How do you know if you’re in a buyer’s market, or a seller’s?

Offline it’s pretty easy to know. There’s price pressure, abundance and not too many people vying for the same house, commodity or mint condition Pee-Wee Herman doll at the yard sale. In the land of the real, markets aren’t terribly efficient. Before the Internet changed everything, retailers were bound by geography and the ability (and willingness) of people to range. That’s why gas costs a lot more right off the highway exit than it does less than a mile down, where strangers would rather not venture. (Now, of course, there’s an app for that.)

Online, it’s easier to know where the consumer stands. In fact, online, it’s always a buyer’s market. There are, of course, always fixed costs that help determine an item’s price – a book publisher’s monopoly or the cost of jet fuel, say. But a buyer’s power to compare prices from a comfy chair has made it difficult for online sellers to gouge – to insist on a higher price than the market bears – because the market is transparent, fluid and infinite in all directions. Services like Kayak create an almost perfect buyer’s market for air travel, which was already one of the world’s most competitive businesses. Amazon’s ability to offer nearly everything at buyer’s market prices has created a retailing behemoth that doesn’t even need an Apple-like seller’s market to thrive.

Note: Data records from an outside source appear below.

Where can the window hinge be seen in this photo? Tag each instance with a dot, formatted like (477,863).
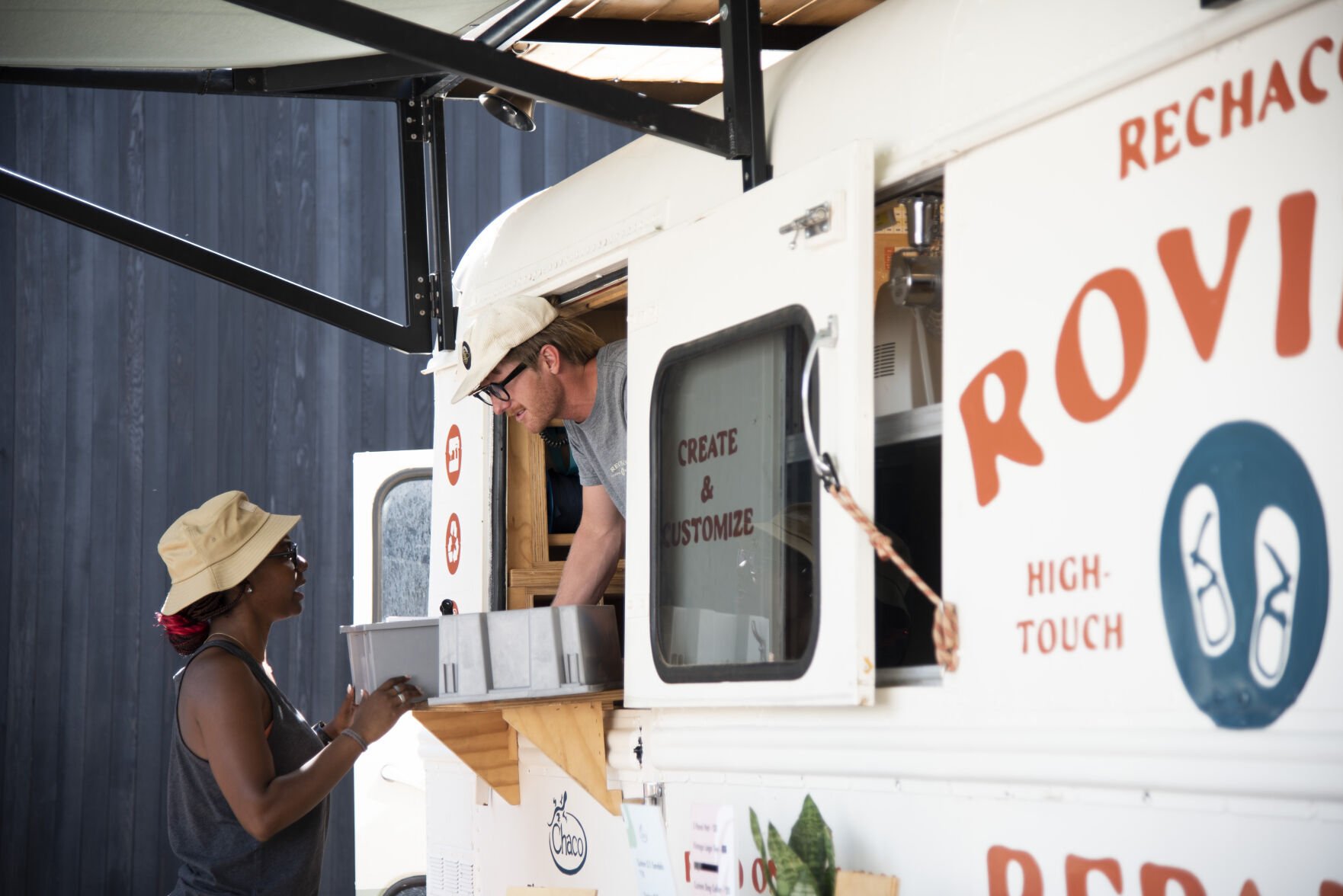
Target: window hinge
(415,121)
(435,299)
(814,221)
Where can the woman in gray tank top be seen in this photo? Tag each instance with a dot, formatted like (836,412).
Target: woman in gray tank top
(248,781)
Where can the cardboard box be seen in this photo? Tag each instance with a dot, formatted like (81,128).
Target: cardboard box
(856,883)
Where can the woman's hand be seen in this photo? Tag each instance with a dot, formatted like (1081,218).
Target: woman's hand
(344,715)
(379,711)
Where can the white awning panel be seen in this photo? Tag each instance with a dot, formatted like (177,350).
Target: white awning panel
(194,34)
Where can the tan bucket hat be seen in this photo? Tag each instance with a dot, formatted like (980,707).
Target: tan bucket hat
(214,547)
(496,331)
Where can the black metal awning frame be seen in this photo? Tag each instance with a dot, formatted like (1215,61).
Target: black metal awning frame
(417,69)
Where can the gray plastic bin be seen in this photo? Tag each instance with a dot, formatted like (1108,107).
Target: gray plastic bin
(472,658)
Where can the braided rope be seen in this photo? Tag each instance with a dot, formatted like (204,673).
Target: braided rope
(946,630)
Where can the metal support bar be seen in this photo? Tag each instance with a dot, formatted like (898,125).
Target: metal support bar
(414,124)
(213,81)
(412,338)
(743,89)
(664,34)
(281,81)
(372,28)
(442,229)
(333,73)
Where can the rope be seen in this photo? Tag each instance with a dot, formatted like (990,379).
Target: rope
(946,632)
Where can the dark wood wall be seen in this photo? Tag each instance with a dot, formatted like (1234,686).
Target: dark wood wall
(132,390)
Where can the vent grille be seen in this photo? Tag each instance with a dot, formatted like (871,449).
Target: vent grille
(884,360)
(450,876)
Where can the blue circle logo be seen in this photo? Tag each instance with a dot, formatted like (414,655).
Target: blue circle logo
(1245,574)
(569,840)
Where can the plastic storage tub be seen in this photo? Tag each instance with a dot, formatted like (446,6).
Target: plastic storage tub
(508,654)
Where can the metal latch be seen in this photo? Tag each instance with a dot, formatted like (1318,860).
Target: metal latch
(816,221)
(415,121)
(435,299)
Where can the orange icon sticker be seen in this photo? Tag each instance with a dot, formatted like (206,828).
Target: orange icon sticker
(454,544)
(454,454)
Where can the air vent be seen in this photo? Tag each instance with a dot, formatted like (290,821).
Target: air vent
(450,873)
(884,360)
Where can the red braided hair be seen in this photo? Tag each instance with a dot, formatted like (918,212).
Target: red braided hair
(190,628)
(184,635)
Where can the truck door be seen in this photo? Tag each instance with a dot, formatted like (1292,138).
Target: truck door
(391,559)
(752,586)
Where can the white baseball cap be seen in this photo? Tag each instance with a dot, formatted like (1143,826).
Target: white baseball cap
(493,332)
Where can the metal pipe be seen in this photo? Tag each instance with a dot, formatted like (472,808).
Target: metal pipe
(518,22)
(414,338)
(415,42)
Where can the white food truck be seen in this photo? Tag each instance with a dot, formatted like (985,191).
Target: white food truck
(1099,408)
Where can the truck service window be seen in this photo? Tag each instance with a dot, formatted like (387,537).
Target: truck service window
(400,546)
(735,536)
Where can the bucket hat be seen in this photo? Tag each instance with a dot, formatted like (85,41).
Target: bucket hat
(496,331)
(215,546)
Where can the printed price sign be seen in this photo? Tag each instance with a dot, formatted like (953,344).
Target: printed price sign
(649,848)
(713,856)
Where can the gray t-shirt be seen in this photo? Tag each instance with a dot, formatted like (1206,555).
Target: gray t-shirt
(598,442)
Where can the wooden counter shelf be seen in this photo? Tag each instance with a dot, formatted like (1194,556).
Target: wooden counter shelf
(569,728)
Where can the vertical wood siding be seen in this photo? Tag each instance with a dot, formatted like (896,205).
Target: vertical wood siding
(132,390)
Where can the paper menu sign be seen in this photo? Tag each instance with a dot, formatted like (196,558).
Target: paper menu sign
(713,856)
(649,848)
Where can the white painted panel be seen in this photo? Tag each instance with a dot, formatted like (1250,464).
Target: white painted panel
(726,269)
(460,559)
(389,778)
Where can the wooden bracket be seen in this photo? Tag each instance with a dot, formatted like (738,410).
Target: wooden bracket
(485,742)
(571,731)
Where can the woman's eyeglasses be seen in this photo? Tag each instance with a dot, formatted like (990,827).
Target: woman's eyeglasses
(496,390)
(289,552)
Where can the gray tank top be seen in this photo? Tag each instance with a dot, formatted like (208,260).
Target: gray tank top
(218,855)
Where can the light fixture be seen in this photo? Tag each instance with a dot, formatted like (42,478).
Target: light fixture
(512,109)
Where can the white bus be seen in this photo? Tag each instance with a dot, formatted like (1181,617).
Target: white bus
(1100,414)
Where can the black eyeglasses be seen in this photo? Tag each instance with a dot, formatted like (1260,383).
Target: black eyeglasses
(290,554)
(496,390)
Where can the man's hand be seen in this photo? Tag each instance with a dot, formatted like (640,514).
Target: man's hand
(595,551)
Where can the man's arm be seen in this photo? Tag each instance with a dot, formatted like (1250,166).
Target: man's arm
(597,549)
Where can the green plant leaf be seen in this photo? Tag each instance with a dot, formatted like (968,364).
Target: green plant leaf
(789,869)
(814,845)
(764,856)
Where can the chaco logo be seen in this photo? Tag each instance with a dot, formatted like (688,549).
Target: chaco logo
(1245,574)
(569,843)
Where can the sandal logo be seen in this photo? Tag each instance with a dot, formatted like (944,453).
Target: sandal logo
(569,841)
(1245,574)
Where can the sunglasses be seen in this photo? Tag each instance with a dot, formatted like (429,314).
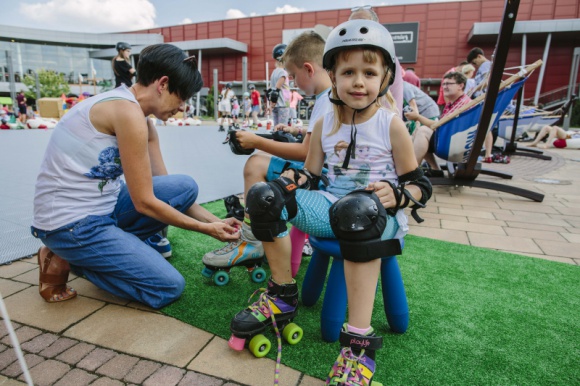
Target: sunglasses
(192,61)
(363,7)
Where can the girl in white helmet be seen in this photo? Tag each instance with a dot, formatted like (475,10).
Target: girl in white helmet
(373,175)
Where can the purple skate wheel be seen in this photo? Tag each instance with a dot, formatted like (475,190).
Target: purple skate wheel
(236,343)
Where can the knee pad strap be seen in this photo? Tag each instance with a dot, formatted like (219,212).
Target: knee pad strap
(265,202)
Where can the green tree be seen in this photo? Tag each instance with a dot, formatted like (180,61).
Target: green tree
(52,84)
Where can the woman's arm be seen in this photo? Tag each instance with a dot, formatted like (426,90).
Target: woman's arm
(156,158)
(132,133)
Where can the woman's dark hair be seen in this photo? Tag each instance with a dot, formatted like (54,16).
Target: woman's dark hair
(160,60)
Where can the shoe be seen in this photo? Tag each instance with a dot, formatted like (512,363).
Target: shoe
(501,159)
(160,244)
(236,252)
(52,287)
(307,249)
(355,365)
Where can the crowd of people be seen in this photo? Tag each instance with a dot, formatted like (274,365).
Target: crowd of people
(358,159)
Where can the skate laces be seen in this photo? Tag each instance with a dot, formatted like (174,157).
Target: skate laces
(229,246)
(262,305)
(346,370)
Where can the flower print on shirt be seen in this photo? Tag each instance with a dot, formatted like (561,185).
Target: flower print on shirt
(109,167)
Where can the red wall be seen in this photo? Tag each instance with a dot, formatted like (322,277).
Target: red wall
(443,31)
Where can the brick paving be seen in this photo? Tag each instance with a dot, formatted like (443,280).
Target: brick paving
(56,356)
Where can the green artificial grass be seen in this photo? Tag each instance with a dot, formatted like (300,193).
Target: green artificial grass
(477,316)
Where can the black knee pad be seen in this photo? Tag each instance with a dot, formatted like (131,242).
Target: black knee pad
(235,146)
(358,221)
(264,204)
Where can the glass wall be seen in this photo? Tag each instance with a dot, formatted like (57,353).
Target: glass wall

And then there’s eBay, an Amazon contemporary with an identity that’s been in crisis for years.

At a press conference this week, eBay – when it wasn’t gushing over the potential of a growing mobile market (the company expects $10 billion in mobile sales annually) – was hyping a site redesign and an enhanced focus on personalization and recommendation. What was once an auction site is now a retail site.

EBay’s latest maneuver is a fresh attempt to shake off its proud roots as a destination where every person could buy and sell quirky collectibles and used clothing. It’s morphing into a more mainstream retailer whose suppliers don’t primarily consist of one-timers emptying their garages and bottom-fishers tolling virtual yard sales.